Have you ever been playing Pikmin and actually wanted to farm the adorable little plants complete with tilling land and ensuring they get enough water? Well, do I have a game for you. Farmagia (pronounced Far-mag-ia instead of Far-mage-ia in the biggest missed opportunity of the year) does exactly this combination of things, allowing you to cultivate your own personal army of part-plant, part-animal creatures to fight for you against other, equally adorable critters.
Set in the world of Felicidad, Farmagia follows one of the titular mages, Ten, as he and his friends grapple with being part of a rebellion to overthrow Glaza, the Magus. This deeply villainous character leads the Oración Seis, a set of regional lords that govern each continent of the world who you will get to know in your travels whether you want to or not. The story follows a typical structure as you travel the continents in your attempts to aid the rebellion, meeting new friends and foes alike and dispatching the majority of the latter. I kept wanting the story to take a turn, break out of the predictable path it was on, and be a little more exciting, but it never truly got there.
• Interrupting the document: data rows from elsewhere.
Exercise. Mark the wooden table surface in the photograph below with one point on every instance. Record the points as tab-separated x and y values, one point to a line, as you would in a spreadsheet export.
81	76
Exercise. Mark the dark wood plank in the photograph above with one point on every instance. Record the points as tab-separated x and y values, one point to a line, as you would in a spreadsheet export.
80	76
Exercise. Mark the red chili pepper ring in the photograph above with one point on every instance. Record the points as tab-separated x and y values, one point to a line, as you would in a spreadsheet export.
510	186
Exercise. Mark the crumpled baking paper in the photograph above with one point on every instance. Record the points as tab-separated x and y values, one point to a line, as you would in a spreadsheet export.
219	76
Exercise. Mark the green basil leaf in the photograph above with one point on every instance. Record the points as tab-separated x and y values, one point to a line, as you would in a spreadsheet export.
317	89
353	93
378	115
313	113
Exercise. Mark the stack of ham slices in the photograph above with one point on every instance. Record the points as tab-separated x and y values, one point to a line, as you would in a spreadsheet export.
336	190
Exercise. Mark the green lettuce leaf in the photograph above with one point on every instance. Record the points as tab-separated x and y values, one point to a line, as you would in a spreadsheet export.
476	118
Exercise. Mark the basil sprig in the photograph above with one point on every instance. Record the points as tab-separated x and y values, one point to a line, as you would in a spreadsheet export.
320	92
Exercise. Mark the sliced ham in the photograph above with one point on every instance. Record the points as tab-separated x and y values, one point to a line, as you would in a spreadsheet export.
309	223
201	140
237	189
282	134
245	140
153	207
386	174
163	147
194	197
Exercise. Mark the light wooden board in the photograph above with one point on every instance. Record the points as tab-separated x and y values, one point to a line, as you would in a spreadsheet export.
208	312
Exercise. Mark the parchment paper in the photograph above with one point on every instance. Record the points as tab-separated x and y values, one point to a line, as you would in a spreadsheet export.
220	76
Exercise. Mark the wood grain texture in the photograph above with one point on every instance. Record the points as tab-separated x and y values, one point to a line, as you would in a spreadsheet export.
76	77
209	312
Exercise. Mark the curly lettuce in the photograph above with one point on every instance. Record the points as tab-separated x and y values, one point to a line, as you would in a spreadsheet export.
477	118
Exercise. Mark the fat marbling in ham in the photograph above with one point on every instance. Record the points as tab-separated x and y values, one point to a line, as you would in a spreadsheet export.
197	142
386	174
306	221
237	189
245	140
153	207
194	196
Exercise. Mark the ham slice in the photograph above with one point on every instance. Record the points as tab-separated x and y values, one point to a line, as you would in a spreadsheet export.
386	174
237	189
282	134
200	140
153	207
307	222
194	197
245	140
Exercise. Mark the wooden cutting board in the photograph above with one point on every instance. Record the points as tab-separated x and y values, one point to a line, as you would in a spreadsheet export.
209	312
The gameplay is split into two sections, with farming and exploring dungeons being your two main activities. Beginning with the farming mechanics, this is one of the more engaging parts of the game as you plant the different Buddies that can be cultivated. Each one takes a specific amount of in-game time, and you must water them each in-game day as they grow on your farm. You can buy and craft items to help with this, such as increasing the yield from your crop or reducing the amount of time needed for it to grow, then leave the land to do its work as you go off to the dungeons. All activities on the farm cost FP (Farming Points) and you restore all your FP by resting overnight.
Where it gets a little deeper is in the difference between the types of Buddies you can cultivate. Battle Buddies, as the name suggests, will come into battle with you (more on this in a moment), but the Research Buddies are far more interesting. Planting Research Buddies will contribute toward your overall research in not only that creature, but also gain you points to use in the research tree. This then unlocks better farming equipment, larger farming space, new types of craftable items and even more powerful Battle Buddies. The problem being that all of this swiftly descends into busy work. Depending on your tolerance for that, the farming can quickly become monotonous and stale.
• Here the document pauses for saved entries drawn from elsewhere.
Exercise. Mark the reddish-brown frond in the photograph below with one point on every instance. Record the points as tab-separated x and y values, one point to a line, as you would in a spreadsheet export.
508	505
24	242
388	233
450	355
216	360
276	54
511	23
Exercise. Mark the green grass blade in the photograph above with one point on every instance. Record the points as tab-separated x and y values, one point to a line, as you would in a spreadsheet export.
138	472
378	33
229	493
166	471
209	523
In the dungeons, the combat is initially very enjoyable, giving the player up to four types of Battle Buddies to use in combat, each of which is attributed to a different face button. Pressing their corresponding button sends them out to attack your current target, building up their gauge to perform a powerful attack called a Unite Blitz. Each enemy you come across will be weak to a particular Battle Buddy, which will increase your damage and also work on breaking their guard. If you do attack enough to break their guard, it will stun them giving you a moment’s reprieve and a great opportunity to do some damage or a Buddy-specific super attack.
On top of this, you can combine all of your Battle Buddies to shield from attacks, with bonuses awarded for guarding just as an attack hits you, such as boosts to your various gauges. If an enemy is attempting to strike with an unblockable attack, which the game highlights with a red flash, you can even use your Unite Blitz just before it hits to perform a Unite Counter. Your Buddies can be killed though, so using these defensive abilities is integral to survival, as is running over to the little tykes if they’re stunned by an enemy. As a final trowel to your toolkit, you can also combine all of your creatures into one colossal creature with a Fusion to perform a devastating attack that behaves like a Final Fantasy summon.
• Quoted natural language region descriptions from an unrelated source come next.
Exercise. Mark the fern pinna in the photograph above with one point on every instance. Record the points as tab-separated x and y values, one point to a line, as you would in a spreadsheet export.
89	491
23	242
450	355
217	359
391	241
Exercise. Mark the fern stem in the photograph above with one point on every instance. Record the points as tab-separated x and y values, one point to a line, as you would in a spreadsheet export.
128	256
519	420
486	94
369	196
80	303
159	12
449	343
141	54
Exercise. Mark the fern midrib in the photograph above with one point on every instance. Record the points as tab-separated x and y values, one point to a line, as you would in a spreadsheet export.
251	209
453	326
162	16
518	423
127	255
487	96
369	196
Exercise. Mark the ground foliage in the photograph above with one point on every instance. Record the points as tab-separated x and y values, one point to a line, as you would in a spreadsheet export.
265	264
You can shake up the gameplay in a variety of ways, the biggest of which is by changing your loadout of Buddies, of which you can even fine-tune how many of each you will bring into battle with you. You can also change your leader, which grants different skills that can be used in battle such as making it easier to inflict debuffs. Finally, each dungeon allows you to choose your way through to some extent and whether you wish to prioritise items, party buffs, or enemy encounters, so you really need to go out of your way to have two runs of a dungeon that are completely identical.
This sounds very involved, and it is for a time, in the early parts of the game as you gain new types of Buddy and enhance the types you have already. Sadly, most aspects of the gameplay mentioned previously quickly become dull or don’t add much diversity to the game. For example, the dungeons themselves, although technically randomised, aren’t quite randomised enough, leaving each one feeling exactly like the last with maybe a new aesthetic identity to represent a new area i.e. a jungle or a swamp. That’s made worse by them each consistently ending in a remarkably similar-looking open area for their end-of-stage boss encounter.
Speaking of which, even the aesthetics of Farmagia don’t claw it out of the doldrums for me. I’ll concede that the various creatures are adorable, and I will never quite get over seeing the little wolves be pulled from what look like stalks of corn, but the characters play into a particular design philosophy that doesn’t gel with me. In other words, if you like your male characters to look generic as all sin, but your female characters having so much care in their design that they look like they’re from a different game entirely by comparison – you won’t have the same problem as I do here. But I’ll be the first to admit I’m just not a big-breasted anime girl kind of person.